Gee. Just when you thought things were settling down and the Gluten Free community was getting some respect, a famous chef comes out of the closet with his REAL feelings on the subject.
I won't repost his full condemnation. You can read it at ABC. Or here. Or here.
It's obvious this guy has anger management issues.
But the gist of the post isn't generic anger or irritation. He's not just angry. He's mad enough to do something. And dangerous enough to apparently smile while poisoning anyone with Celiac who walks through his door.
The worst part is...he seems educated. He knows what gluten is. He states that he will reassure gluten free diners that their food is gluten free, and then he will knowingly serve them homemade high-gluten pasta (extra gluten in dough can improve texture), and take their compliments.
What he doesn't realize is that Celiac disease is not anaphylaxis. It doesn't strike immediately. The gluten has to hit the intestines before it does it's damage. And different people react differently.
Some might have no symptoms at all. Some poor bloke could eat weekly at this restaurant, assured that the pasta is gluten free, and die from intestinal cancer. Because of the damage caused by the gluten he unknowingly ingested. Others will have their romantic night out spoiled...just about the time they're settling in for a movie, or bed. Or possibly not until tomorrow morning's early meeting that can't be missed.
Yes, grains have been a part of the human diet for hundreds of years. And Celiac has existed for just as long (there are reports in the Bible of wasting diseases that are suspected cases of Celiac disease. That means it's at least 2000 years old.)
But the sanity of a gluten free diet isn't the question. Any individual in America has the right to life, liberty and the pursuit of happiness. We have the right to protect our lives the way we see fit. (By pursuing whatever diet...medically proven or fad...that we believe will be most suitable to our needs) We have the right to CHOOSE what we eat. Now, we don't have to choose to eat in restaurants. But, if we do, we have the right to know what exactly they are putting in the food if we choose to ask. And we have the right to pursue happiness. Some chef who has decided that a medical diagnosis of Celiac Disease is ridiculous and therefore derails attempts to live a normal life within the constraints of a medically restricted diet interferes with our right to pursue happiness.
In fact, he could cause irreprable harm. Not just to a person's health (eventually, there is an exposure that you really don't come back all the way from) but to their psyche. If he's assuring a gluten free consumer that they received a gluten free meal, while they are developing symptoms, they will blame the symptoms on something else. Like nerves, or eating out in general (the stress or the airborne particles) or kissing their significant other. A well placed reaction can lead to a fight between even the most understanding of spouses. Just because it's disappointing to have well made plans go astray for bathroom access.

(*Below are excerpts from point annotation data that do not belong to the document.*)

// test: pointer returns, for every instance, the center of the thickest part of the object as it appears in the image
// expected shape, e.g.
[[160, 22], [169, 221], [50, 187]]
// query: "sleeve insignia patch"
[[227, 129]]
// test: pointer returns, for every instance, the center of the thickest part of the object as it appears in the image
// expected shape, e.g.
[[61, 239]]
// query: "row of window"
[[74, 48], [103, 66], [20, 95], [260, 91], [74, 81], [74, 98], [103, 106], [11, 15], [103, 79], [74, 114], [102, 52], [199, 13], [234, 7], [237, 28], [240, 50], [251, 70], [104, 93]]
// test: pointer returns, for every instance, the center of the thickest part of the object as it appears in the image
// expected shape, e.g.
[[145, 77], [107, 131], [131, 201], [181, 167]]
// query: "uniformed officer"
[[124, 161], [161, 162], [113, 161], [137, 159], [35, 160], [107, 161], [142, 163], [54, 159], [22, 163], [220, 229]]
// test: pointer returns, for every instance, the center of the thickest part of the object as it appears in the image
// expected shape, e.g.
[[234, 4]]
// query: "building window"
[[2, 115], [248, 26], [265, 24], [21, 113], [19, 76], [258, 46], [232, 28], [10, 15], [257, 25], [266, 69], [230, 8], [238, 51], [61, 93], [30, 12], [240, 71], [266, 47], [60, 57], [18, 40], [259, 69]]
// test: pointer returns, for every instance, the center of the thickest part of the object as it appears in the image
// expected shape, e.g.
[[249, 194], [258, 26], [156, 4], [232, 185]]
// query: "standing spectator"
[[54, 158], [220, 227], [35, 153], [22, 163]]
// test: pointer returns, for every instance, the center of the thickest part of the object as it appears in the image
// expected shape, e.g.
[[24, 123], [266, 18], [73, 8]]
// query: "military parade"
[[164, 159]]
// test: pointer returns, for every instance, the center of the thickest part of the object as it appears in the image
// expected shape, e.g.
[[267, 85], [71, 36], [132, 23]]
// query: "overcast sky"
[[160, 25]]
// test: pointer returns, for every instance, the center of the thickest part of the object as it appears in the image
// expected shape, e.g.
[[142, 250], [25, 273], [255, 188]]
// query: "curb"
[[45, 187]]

I don't think this man is alone in thinking people following a gluten free diet are "idiots". (liberal hippie idiots, in fact) And that's the real danger. I've seen the poker face that slides over someone's face when I clarify that no, we don't make exceptions for parties. No, we don't make exceptions for really good pizza or really expensive cookies. It's all or nothing for our family. Mr. Violets and Bumblebee eat all the gluten they want outside of the home and ask for no accomodation. Penguin and I eat none. At all. Period.
The reactions are miserable and it sends the wrong message. Some people think the diet is too restrictive. I think that it's only restrictive when there are people we can't trust to respect our choices and physical needs. And statements like the ones made by Chef Cardone make those of us with dietary needs feel that we can't trust others, even ones who seem supportive.